Murphy lembra que muito antes da estreia do primeiro filme da série criada por George Lucas, em 1977, os robôs já tinham invadido as telas. Seu papel, no entanto, era limitado, em geral o de “monstros” criados pela própria Humanidade que se tornariam agentes de sua destruição, ou apenas como indicativos de que a história se passava “em algum momento no futuro”, como Maria no clássico “Metropolis” (1927), Gort em “O dia em que a Terra parou” (1951) ou o assustador “pistoleiro” sem nome interpretado por Yul Brynner em “Westworld – Onde ninguém tem alma” (1973).

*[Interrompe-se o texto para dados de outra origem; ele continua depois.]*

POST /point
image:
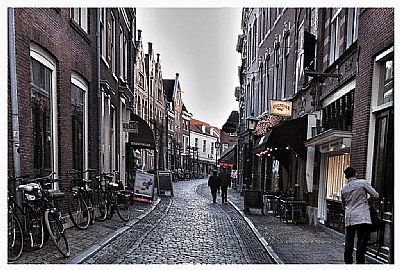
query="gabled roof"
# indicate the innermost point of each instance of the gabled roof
(204, 128)
(168, 86)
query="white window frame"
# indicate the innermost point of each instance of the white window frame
(352, 26)
(103, 33)
(47, 60)
(113, 44)
(80, 82)
(334, 35)
(80, 16)
(375, 107)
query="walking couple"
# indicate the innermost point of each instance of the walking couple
(223, 180)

Exceções nesta lista, Robby de “Planeta proibido” (1956) e seu “primo” televisivo B9 de “Perdidos no espaço” (1965-1968) também não passavam de meros “alívios cômicos” com seu “literalismo” de máquinas. E todos eles tinham um desenho antropomórfico, isto é, eram parecidos com seres humanos, refletindo a tentativa e o sucesso, em maior ou menor grau, em disfarçar o ator vestido com a fantasia de robô.
Nas mãos de Lucas, porém, os robôs foram alçados ao papel equivalente ao dos protagonistas, também ganhando novos formatos, nos quais se destacaram os chamados “astromechs”: R2D2 desde a trilogia original e BB-8 na mais recente série de filmes da saga. Com isso, comenta Murphy, eles não só passaram a ajudar a sustentar a ciência por trás da ficção científica como o próprio enredo da história.

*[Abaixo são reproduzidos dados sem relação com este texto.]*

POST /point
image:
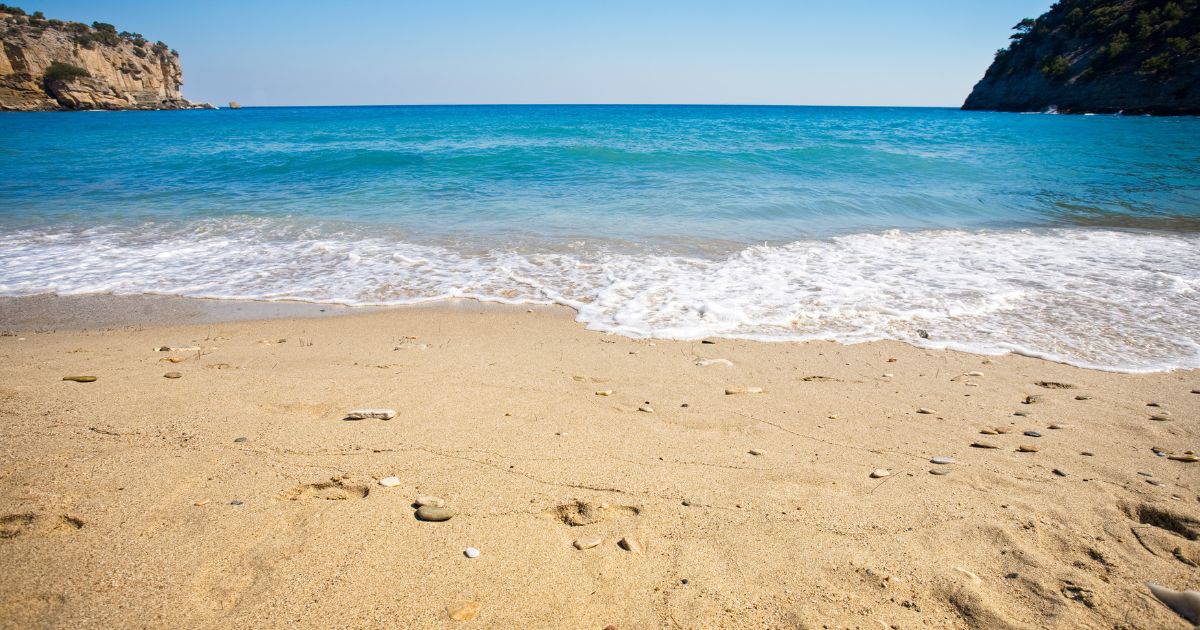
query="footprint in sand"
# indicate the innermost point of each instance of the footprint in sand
(336, 489)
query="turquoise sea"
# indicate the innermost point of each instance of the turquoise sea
(1071, 238)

Sucesso de público, estas máquinas também atraíram a atenção de cientistas, que decidiram investigar o quanto há de realidade e ficção neles. Murphy cita como exemplo disso uma série de estudos liderados por Robin Read, roboticista da Universidade de Plymouth, no Reino Unido, em que ela mostra como o bipes e assobios usados por R2D2 e BB-8 para comunicar seus “estados mentais” e “emoções” nos filmes, como alegria e frustração, também podem ser usados em robôs reais para melhorar o engajamento de adultos, e especialmente crianças, com as máquinas.Por outro lado, a forma como BB-8 se movimenta, como um rolamento livre, e que tanto encantou as plateias nos cinemas, seria impraticável na vida real, principalmente nas areias dos “planetas desertos” que os personagens de “Guerra nas estrelas” parecem tanto frequentar, voluntária ou involuntariamente. Em testes, pesquisadores liderados por Daniel Goldman, professor da Escola de Física da Universidade Georgia Tech, também nos EUA, demonstraram que o pequeno robô facilmente atolaria nestas condições – como bem sabe qualquer motorista que já se aventurou a dirigir por uma praia.
Diante disso, os cientistas recomendam que o desenho dos verdadeiros robôs do futuro continue a se focar no biomimetismo, isto é, que imite a vida, como máquinas que se contorcem e arrastam como cobras e lagartos, ou com pernas, ecoando o antropomorfismo dos robôs clássicos do cinema.